Santunan senilai Rp50 juta itu diberikan sebagai bentuk kepedulian dari Pemerintah Kota (Pemkot) Solo terhadap korban bernama Kaivan Azzam Nur Ridho, 1,5, asal Kelurahan Bumi, Laweyan, itu. Santunan tersebut diberikan dalam bentuk tabungan.

“Dana tersebut bersumber dari anggaran tak terduga. Sekarang enggak usah lagi mencari siapa yang salah, tapi lebih baik mengedepankan upaya preventif. Kami harap ini korban terakhir dan jangan sampai ada korban lagi,” kata Wali Kota Solo, F.X. Hadi Rudyatmo, kepada wartawan di sela pemangkasan cabang dan ranting pohon di Jl. Slamet Riyadi, Selasa (23/7/2019).

Kaivan menjadi korban tumbangnya pohon palem di jalur pedestrian (citywalk) Jl. Slamet Riyadi. Sehari sesudahnya, pada Senin (22/7/2019), bayi berusia 1,5 tahun itu meninggal dunia akibat luka parah di kepala.

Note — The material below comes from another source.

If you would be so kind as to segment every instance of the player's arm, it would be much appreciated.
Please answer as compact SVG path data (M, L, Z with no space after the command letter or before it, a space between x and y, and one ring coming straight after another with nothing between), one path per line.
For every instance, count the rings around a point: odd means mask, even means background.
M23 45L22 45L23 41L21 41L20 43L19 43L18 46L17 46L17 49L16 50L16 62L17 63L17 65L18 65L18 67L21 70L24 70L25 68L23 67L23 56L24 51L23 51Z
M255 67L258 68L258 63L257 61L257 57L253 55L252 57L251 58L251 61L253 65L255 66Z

Sebagai tindak lanjut, Rudy kemudian memimpin pemangkasan pohon massal di sepanjang jalan protokol, seperti di Jl. Slamet Riyadi, Jl. Adisucipto, Jl. Ir. Sutami, dan Jl. Kolonel Sutarto.

Tim yang terdiri atas petugas Dinas Pekerjaan Umum dan Penataan Ruang (PUPR), Dinas Lingkungan Hidup (DLH), Dinas Perhubungan (Dishub), Satpol PP, dan Badan Penanggulangan Bencana Daerah (BPBD) itu bergerak dari sekitar Markas Komando Resor (Makorem) 074/Warastratama, Purwosari.

Langkah tersebut juga antisipasi potensi pohon tumbang di bongkaran jalur hijau di Jl. Slamet Riyadi. Kepala Dinas PUPR Kota Solo, Endah Sitaresmi, mengatakan pohon-pohon peneduh di titik itu akan diberi penguat dari bambu.

“Kalau ada pohon yang kurang kuat akarnya, kami juga beri pengaman," kata dia.